New Process Constructs 12,903 3D Models from 100 Million Crowd-Sourced Photos
June 5, 2015
The red dots in this image represent locations which have been reconstructed as 3D models.
CHAPEL HILL, NORTH CAROLINA—The UNC Chapel Hill (UNC-CH) Department of Computer Science and URC Ventures have built a 3D reconstruction of the world’s landmarks using computer vision and 3D modeling techniques. Using Yahoo’s publically available collection of 100 million crowd-sourced photos and a single PC, UNC-CH and URCV created a new software process able to rebuild 12,903 3D models in six days. A demonstration will be presented during the 2015 CVPR Computer Vision Conference in Boston, Massachusetts.
Jared Heinly, Johannes L. Schönberger, Enrique Dunn and Jan-Michael Frahm of UNC-CH’s 3D Computer Vision Group have created software that processes world-scale datasets to create 3D models of locations all over the world. Unlike maps and aerial images, these models can be directly used for VR applications such as virtual tourism.
Previous projects have built 3D models of landmarks from entire cities based on datasets of up to a few million images, but reconstructing the 3D models of the landmarks of the entire world requires the ability to process orders of magnitude more data.
The focus of the new framework is to enable processing on datasets of arbitrary size. It streams each image consecutively, assigning it to a cluster of related images. The streaming process provides for greater scalability by analyzing each image only once. The key of the new algorithm is to efficiently decide which images to remember and which to discard as their information is already represented.
This image shows a sparse 3D model using points taken from photos of Trafalgar Square in London. Black dots represent physical features, while red dots represent the point from which photos were taken.
To test this method, researchers applied the framework to Yahoo’s publicly available collection of 100 million crowd-sourced photos, containing images geographically distributed throughout the entire world. The program took 4.4 days to stream and cluster the entire 14-terabyte dataset on a single computer before building the 3D models of each of those sites. Stacked on top of each other, these photos would reach into the middle of the stratosphere of the earth (twice as high as airplane cruising altitude).
After the data association process is complete, sparse 3D models are built using the images.
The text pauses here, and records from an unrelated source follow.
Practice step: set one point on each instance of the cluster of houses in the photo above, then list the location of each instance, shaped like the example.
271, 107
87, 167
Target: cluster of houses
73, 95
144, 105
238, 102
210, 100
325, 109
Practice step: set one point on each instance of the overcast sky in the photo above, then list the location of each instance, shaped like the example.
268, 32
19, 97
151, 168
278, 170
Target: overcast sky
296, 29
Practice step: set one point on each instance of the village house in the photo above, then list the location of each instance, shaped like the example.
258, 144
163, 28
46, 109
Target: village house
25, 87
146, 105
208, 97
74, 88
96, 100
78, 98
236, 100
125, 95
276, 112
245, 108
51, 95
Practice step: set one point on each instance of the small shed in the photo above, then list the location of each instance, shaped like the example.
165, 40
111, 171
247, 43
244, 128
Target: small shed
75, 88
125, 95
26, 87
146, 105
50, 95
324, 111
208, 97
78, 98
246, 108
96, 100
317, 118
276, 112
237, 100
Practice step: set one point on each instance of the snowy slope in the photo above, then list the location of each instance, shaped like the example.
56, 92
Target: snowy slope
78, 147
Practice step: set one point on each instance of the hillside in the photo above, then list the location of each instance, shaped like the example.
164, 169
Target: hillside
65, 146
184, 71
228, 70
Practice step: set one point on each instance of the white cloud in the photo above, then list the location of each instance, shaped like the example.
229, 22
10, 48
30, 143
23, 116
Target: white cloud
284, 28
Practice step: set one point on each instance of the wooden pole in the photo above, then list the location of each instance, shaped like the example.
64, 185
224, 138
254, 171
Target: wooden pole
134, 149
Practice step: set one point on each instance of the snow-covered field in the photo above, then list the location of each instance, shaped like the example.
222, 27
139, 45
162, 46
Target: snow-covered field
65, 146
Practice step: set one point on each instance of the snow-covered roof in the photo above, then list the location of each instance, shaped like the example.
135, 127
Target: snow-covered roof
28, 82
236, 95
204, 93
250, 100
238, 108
This process takes less than a day, bringing the total process to slightly more than five days for 100 million images.
UNC-CH partnered with URCV to reconstruct the data in ultra-high resolution, creative commons licensed images. URCV used the algorithm’s output to construct the 3D models via world-scale stereo modeling technology. Model results are based on URCV’s novel accuracy-driven view selection for precision scene reconstruction. To further improve the realism of the 3D scene models, a robust consensus-based depth map fusion is leveraged, along with an appearance correction. The world-scale stereo leverages a scalable, efficient, multi-threaded implementation for faster modeling.
The UNC-CH research group is planning an open-source release of the streaming software to the research community later this year.
The UNC-CH research material is based in part upon work supported by the National Science Foundation under Grant No. IIS-1252921, No. IIS-1349074 and No. CNS-1405847, as well as by the US Army Research, Development and Engineering Command Grant No. 911NF-14-1-0438.